Прежде всего выяснилось, что те надежды, которые я питаю относительно конца света (а я много об этом думала, и эта тема была для меня достаточно важна), называются "апокатастасис" и являются Оригеновой ересью. Если я не хочу сама оказаться еретичкой, то питать их больше не стоит.
На самом деле никакого "всеобщего восстановления" не будет, никакого безболезненного умерщвления - тоже, а будут вечные страшные мучения - такие страшные, каких и вообразить себе невозможно, и совершенно вечные - и не только для каких-то особых злодеев, но и для всех, кто в этой жизни не принял Бога или плохо Ему следовал.
И это хорошо. Это правильно. Это замечательно. Иначе и быть не может.
Желать, чтобы все спаслись, вообще опасно - это значит "воображать себя милосерднее Бога". В подтверждение этого мне рассказали такую историю. Жил в пустыне один отшельник и молился за весь мир.
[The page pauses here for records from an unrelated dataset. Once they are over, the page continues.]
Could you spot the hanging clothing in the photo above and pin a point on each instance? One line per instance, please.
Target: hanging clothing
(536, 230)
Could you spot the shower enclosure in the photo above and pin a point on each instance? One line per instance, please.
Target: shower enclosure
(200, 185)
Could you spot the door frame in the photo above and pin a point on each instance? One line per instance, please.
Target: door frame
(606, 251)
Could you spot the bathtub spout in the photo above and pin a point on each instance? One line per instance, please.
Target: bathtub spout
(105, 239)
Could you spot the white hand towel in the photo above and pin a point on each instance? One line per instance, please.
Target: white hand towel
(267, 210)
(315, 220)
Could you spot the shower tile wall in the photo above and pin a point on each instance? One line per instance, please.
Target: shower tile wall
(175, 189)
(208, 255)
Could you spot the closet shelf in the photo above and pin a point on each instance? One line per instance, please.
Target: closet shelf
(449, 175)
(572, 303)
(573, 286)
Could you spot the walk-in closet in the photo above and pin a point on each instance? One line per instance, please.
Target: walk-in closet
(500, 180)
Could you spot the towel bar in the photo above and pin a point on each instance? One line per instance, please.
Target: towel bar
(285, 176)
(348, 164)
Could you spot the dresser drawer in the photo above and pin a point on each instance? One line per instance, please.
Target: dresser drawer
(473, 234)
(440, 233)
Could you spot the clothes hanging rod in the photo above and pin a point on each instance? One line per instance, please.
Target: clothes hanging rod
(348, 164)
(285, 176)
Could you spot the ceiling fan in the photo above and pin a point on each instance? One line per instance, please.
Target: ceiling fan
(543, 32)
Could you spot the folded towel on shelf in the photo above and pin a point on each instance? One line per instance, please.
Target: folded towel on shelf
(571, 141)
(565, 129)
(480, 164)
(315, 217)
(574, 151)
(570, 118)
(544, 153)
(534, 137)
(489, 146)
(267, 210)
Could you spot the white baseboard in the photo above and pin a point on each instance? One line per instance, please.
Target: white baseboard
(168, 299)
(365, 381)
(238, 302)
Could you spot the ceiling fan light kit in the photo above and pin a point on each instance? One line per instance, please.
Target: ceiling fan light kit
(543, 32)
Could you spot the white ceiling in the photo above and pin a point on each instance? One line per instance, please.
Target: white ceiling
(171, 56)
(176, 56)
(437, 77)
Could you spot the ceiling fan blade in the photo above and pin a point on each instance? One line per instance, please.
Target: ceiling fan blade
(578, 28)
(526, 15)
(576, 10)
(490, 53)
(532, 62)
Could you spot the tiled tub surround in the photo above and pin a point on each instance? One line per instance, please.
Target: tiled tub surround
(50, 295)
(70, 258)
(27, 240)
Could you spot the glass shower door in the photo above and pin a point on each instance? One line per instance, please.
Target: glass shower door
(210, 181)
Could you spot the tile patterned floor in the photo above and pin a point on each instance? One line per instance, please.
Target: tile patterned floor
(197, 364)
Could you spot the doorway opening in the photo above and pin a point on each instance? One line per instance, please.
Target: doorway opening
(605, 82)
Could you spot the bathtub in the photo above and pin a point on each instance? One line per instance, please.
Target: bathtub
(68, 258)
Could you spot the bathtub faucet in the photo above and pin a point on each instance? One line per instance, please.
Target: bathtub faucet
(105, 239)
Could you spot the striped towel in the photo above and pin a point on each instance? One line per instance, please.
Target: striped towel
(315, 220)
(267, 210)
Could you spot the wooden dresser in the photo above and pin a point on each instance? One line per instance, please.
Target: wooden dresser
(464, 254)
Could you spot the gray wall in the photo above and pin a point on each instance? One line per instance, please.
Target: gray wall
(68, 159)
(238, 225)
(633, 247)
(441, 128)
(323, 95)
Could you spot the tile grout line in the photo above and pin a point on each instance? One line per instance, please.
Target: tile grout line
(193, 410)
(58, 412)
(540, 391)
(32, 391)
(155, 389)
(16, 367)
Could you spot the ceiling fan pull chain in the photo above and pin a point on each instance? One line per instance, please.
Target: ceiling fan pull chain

Со временем ему этого показалось мало, и он начал молиться особо за всех нехристиан - чтобы они познали Бога и спаслись. Потом принялся уделять особое внимание нераскаянным злодеям - чтобы они все-таки раскаялись. Потом начал молиться за злых духов, а кончил (это произносилось тоном таинственным и зловещим) тем, что однажды помолился и за дьявола...
- И что же с ним случилось? - спросила я, обуреваемая интересом вполне практического свойства.
- К нему явился ангел и его вразумил. Сказал: "Что же это ты - милосерднее Бога хочешь быть?" А если бы ангел не вразумил - наверное, впал бы старец в прелесть и погиб бы жалким образом. Потому что думать надо о своих грехах и о том, как спастись самому, а не о целом мире беспокоиться.
Не помню точно, где и с кем происходил этот разговор. Определенно со священником, но не помню, с кем именно; кажется, тоже на исповеди, но, может быть, и нет. Помню только, как я иду по улице домой и реву в голос, ничего вокруг не видя и не замечая. Реву и думаю: "Зачем же тогда? Зачем тогда это все?"
"Все" - в смысле, все эти усилия. Выходит, я спасаюсь одна? То, что я делаю, не улучшает, так сказать, общее состояние мира, не является вкладом в какую-то общую "копилку добра", никому не поможет, не послужит - все это нужно только для того, чтобы я сама избежала опасности? В одиночку, бросив погибать всех остальных? А потом радовалась, что они там мучаются, а мне уже ничего не грозит?
Да зачем оно тогда вообще нужно, это спасение?!
Это была, пожалуй, вторая "реперная точка". Мне ясно сказали: "Здесь ты не получишь того, чего хочешь. Здесь ты получишь (в самом лучшем случае) то, что тебе совершенно не нужно и, более того, отвратительно".
Чего я ждала?? Мать мою за ногу, чего я еще ждала??? Почему не ушла оттуда немедленно, сразу, пока они еще не успели непоправимо меня искалечить?
Не знаю. Просто не знаю.
Я хотела быть хорошей. И очень не хотела оказаться предательницей. Предательство, нарушение верности - это ведь самое подлое, что только может быть. Раз я обещала верность Богу - значит, должна быть ему верной. Он будет во мне разочарован. Я сделаю ему очень больно. А бесы будут смеяться над ним и торжествовать победу - все из-за меня. Я окажусь виновата, страшно виновата. Нет, нельзя все рвать. Нельзя. Это все - испытание моей веры. Я должна его выдержать. Должна быть хорошей, должна хранить верность, несмотря ни на что.
Наверное, я была уже больна. Это ведь уже определенно сумасшествие. Не знаю.
Но я осталась.
Сейчас отдышусь, немного в себя приду, потом продолжу.